Articles
How Good Is Your Data? By Sunny J. Harris
All data is equal — at least that’s what we think. Is all data equal? If truth be told, I never gave it much thought. I have been using one vendor nearly exclusively for about 20 years. My fills are good enough. My closing prices seem to match what I see on television or find online. As long as the profits roll in, there has been no reason to question the data. But then I was told by another vendor that my vendor’s data is off by just enough to generate a side income, through the slippage from actual price to the price I am presented. My curiosity was piqued, and so I decided to investigate. First, I set up a spreadsheet and compared the two vendors. To keep it simple, I considered only the past five years of data. My data experiment ran from June 30, 2005, to June 29, 2010.
RUNNING EXPERIMENTS
I began by exporting the data for a single symbol from each software application to a comma-separated value (CSV) text file. The instrument I chose was the Russell 2000 index, which has different symbols in different software, like RUT, $RUT, and RU2000. I selected the Russell 2000 because of its high liquidity, ease of use, and it is something little guys like us can trade.
Figure 1 shows the beginning of the spreadsheet, with the data of the two vendors (T and M) in the columns. At first glance it appeared that everything was in order, with small discrepancies here and there. The differences in the data, where there is one, seem to be out in the hundredths place, like 600.01 vs. 600.02. That wouldn’t make much difference over time, with some errors to the positive and the negative. It seems like it should be a wash.
Next, I put columns in the spreadsheet to calculate the differences between the open, high, low, and close (OHLC) of each vendor. Part of that spreadsheet is shown in Figure 2. At the top of each column, in the first row of data, is the result of calculating the sum of all the differences between the two vendors’ OHLC data. I wouldn’t have been surprised if each component had been consistently lower or higher than the other. But these summation numbers show that the data is all over the map. The closes are 52 points lower, the opens are 40 points higher, the highs are 65 points lower, and the lows are 48 points higher. The spread between the numbers is alternating positive and negative. Could it be — as one vendor suggested — that there is enough of a spread in there for vendor T to cash in on the spread alone?
With this information, I wanted to compare the data I had come up with to another well-known vendor to see whether their data matched either vendor T or vendor M. So I went back to the Export facility in software G to create another set of columns in the spreadsheet. I hoped that the data from vendor G would match one or the other of the first two vendors and I would come up with an answer.
Figure 3 shows the data from vendor T and vendor G, the new set for comparison. Again, I gave the data a cursory glance, but nothing seemed amiss. The variations are again out in the hundredths place.

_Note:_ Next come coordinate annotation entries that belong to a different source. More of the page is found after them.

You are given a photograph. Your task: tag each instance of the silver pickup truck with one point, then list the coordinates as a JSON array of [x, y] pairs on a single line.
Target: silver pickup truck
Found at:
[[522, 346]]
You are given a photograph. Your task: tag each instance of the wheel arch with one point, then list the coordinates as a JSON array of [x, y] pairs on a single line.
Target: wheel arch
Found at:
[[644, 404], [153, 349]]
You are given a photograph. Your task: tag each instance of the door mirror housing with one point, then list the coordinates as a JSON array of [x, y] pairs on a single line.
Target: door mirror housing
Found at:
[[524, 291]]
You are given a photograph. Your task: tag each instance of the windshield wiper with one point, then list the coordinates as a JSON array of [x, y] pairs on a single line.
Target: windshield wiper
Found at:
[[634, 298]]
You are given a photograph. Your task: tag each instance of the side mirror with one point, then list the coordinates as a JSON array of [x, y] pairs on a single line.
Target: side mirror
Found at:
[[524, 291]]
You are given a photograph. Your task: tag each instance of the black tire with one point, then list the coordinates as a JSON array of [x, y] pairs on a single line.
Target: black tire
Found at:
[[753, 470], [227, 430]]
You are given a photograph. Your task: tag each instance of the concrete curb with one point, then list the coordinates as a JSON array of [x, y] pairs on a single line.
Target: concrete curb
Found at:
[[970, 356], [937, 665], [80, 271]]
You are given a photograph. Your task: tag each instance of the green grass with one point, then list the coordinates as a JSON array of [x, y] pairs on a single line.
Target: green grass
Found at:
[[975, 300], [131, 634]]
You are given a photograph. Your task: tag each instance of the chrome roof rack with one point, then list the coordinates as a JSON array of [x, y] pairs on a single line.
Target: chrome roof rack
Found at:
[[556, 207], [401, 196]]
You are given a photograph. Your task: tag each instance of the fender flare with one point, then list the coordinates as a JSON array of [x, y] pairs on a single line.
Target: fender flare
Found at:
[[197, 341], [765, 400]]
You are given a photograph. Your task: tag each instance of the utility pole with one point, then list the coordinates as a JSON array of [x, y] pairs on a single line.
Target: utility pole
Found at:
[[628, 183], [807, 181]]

I found small discrepancies that led to large numbers when summed over time (Figure 4). On its own, an error of 0.01 doesn’t seem like much. But when you add that up over five years of data, it is 1,257 trading days and an accumulated error of $12.57. Remember, each point is worth $100 on the RUT.
This is where it starts looking scary. Multiplying $12.57 x 100 gives you $1,257. That’s over $1,000 out of the trader’s pocket. It isn’t huge, but if you are the vendor and you have 20,000 clients at $1,000 each, that comes to $20 million. That is $20 million over five years. Now I was beginning to understand what that vendor was talking about.
Still, I couldn’t go anywhere with this bit of information. This situation was akin to having a clock shop where each clock tells time a bit off from every other clock in the shop. There’s no way to tell what time it really is. Which clock is telling the right time?
This situation demands that I compare the data from vendor G to vendor T and also to vendor M. I’m not sure what I would find out if none of it matched, but if one matched one other, then I’ll know something about the veracity of the vendor’s data that didn’t match. Here’s the spreadsheet I have for three vendors’ data so far (see Figure 5). Back to the differences spreadsheet, I inserted columns for calculating the new spreads: vendors T versus G; T versus M; and G versus M. That setup will be compared against the other and maybe I’ll get some clarity. The differences section of the spreadsheet can be seen in Figure 6.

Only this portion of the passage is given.